Notebooks are good and notebooks are bad. “Famous” data science people have argued both sides. I use notebooks for some things but not all the things. What I care about for this blog post is that I can run the notebook tomorrow in the same environment that I ran it today. All this (roughly) requires is ensuring that I can recreate the notebook’s virtual environment.

As I’ve mentioned above, I create a Python package with poetry even when I’m only coding in a notebook. Sometimes I will use the same package across multiple, related notebooks. With poetry, I can recreate the virtual environment. The wrinkle of notebooks is making sure you’re using the correct virtual environment.

I have a base virtual environment that is automatically activated when I start a shell. This is where JupyterLab is installed. For each package, I install ipykernel as a development dependency:

poetry add --dev ipykernel

After installing, I run the following command:

python -m ipykernel install --user --name $NAME_OF_PACKAGE_VIRTUAL_ENVIRONMENT

I don’t know exactly what this command does, but it ensures that I can choose my package “kernel” from within JupyterLab.

One advantage of only installing JupyterLab once in a base environment is that I only have to customize it once. This means I can reuse the Jupyterlab Code Formatter extension for formatting code with black across all my projects.

Pip My Ride

From the tiny subset of readers who have made it this far, there is an even tinier subset who is probably asking “Why not just use conda?”. I prefer to use virtualenv and poetry/pip (or really PyPI) for Python dependencies for two reasons:

  1. Most of my production code ends up getting deployed on Docker containers. I want fully reproducible builds, and I have never found a way to export an existing conda environment in a way that it can be reproducibly built when packages come from different channels.
  2. I have now worked at two companies that managed internal PyPI repositories such that you can publish private packages internally and then later install them using pip. I have not worked anywhere that managed this for private conda packages.
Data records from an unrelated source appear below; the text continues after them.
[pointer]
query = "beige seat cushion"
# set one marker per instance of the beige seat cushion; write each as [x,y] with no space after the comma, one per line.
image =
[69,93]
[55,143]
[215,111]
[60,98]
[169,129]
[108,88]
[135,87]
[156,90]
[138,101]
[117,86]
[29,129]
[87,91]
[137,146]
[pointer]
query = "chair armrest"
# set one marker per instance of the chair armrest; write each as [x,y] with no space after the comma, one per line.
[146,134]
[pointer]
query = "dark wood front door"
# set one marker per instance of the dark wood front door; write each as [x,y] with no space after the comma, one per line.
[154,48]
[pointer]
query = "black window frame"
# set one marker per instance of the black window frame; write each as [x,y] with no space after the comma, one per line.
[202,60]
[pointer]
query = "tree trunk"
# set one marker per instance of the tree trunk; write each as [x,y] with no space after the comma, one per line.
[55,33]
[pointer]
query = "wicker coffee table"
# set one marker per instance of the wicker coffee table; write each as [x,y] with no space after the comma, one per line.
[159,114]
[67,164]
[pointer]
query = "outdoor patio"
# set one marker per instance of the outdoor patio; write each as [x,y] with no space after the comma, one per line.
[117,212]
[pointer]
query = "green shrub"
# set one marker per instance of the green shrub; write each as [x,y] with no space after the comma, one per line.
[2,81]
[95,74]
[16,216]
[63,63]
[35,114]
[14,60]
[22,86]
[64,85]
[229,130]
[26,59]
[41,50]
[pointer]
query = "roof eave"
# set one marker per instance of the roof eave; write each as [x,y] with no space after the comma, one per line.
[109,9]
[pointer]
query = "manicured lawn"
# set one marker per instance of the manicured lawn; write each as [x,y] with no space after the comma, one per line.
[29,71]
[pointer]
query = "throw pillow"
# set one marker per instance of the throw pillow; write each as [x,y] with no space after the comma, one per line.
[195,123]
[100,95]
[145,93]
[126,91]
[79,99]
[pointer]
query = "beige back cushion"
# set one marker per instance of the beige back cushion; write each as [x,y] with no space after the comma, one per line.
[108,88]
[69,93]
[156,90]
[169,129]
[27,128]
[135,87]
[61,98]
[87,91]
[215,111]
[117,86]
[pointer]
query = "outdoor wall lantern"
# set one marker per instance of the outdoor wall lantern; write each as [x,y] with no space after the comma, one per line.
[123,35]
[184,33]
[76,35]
Oh, and there’s probably some other vocal minority asking why I didn’t write about Docker this whole time if I wanted fully reproducible environments. I use Docker for deployment. It feels like overkill for local development. I probably could probably optimize things so that it’s lightweight for local development, but I’m okay right now with my current setup. Although, I have been meaning to add pipx to my setup for a while, but I’ll save that for another day.